The third tool introduced was ArcPy and the use of Python in ArcMap.  This module included a fairly gentle introduction to using the program language, but it made clear how bulk processing is made easier with Python compared with going through the more user-friendly but more time-consuming ArcMap user interface.  I look forward to future courses diving further into using the Python programming language.

GIS 3015 Lab 10: Flowlines


This week's Cartographic Skills lab introduced us to the somewhat specialized flowline thematic map.  As described in our text, this style of thematic map is used less often than the others we've worked with, yet it may most effectively and efficiently express data showing movement.  This movement may involve people, trade items, ideas, animals, or virtually anything that may be mobile.  While good at communicating such data, the design of flowline maps can be a problem; creating easily interpretable flowlines without cluttering the map and obscuring features can be a challenge.

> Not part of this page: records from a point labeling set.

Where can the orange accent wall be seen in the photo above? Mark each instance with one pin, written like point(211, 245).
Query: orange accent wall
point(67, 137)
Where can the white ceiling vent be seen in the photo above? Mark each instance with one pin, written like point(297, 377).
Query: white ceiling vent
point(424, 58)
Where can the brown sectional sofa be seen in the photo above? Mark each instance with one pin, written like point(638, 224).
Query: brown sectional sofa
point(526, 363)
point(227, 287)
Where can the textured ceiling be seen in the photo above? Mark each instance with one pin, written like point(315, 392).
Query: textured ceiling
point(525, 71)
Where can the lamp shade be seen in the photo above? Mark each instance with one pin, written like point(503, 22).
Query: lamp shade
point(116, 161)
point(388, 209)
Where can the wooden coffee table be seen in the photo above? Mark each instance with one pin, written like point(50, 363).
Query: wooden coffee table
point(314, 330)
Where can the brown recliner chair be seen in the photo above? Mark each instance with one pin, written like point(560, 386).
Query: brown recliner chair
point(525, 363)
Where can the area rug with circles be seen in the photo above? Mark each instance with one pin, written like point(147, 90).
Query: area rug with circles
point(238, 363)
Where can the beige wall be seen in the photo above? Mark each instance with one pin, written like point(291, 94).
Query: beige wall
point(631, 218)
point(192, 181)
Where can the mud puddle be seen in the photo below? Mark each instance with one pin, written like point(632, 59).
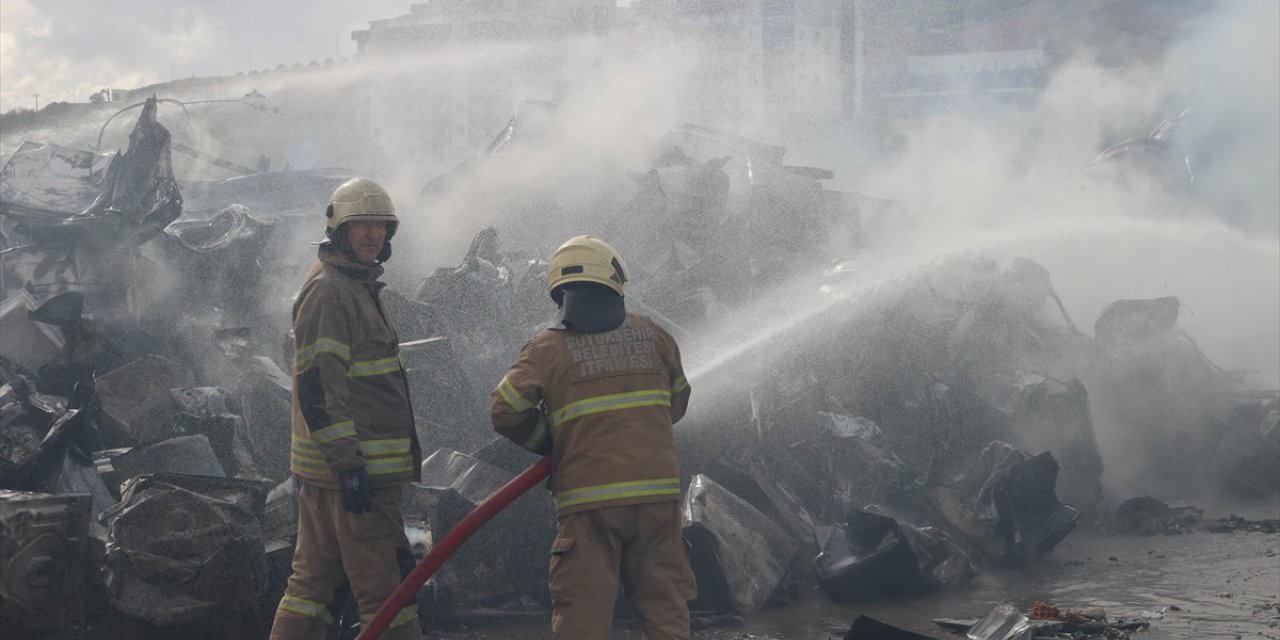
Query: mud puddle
point(1193, 586)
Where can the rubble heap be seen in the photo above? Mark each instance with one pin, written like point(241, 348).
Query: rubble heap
point(941, 428)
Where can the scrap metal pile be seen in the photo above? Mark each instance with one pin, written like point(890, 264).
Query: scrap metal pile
point(942, 429)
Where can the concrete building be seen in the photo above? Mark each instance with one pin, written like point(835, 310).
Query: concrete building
point(440, 23)
point(914, 58)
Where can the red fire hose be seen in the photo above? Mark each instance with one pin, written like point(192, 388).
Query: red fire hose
point(449, 543)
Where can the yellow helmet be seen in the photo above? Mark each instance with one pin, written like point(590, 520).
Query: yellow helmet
point(360, 199)
point(586, 259)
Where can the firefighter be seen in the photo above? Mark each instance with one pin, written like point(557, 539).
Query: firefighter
point(599, 392)
point(353, 440)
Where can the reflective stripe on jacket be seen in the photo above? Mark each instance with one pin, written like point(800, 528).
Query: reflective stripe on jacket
point(351, 405)
point(603, 403)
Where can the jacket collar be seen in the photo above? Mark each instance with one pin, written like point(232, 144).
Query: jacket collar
point(353, 269)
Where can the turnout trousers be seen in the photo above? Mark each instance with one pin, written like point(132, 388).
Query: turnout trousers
point(636, 545)
point(368, 549)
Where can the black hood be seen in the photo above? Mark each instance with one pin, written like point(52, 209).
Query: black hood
point(593, 310)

To create our flowline map, we were given immigration data and two basemap options to work with in Adobe Illustrator.  We were to decide on the size of the largest flowline and then calculate the sizes of the smaller flowlines based upon the regional proportion of immigrants.  Beyond simply creating the flowlines, however, we were to experiment with different effects in Illustrator to give the map a more professional and unique polish.  For my map above, I applied drop shadows to the flowlines and legend, inner glow based upon continent color to the flowlines, rounded corners to the legend and neatline, and (based upon a suggestions in the lab instructions) placed the origins of each flowline within their respective continents.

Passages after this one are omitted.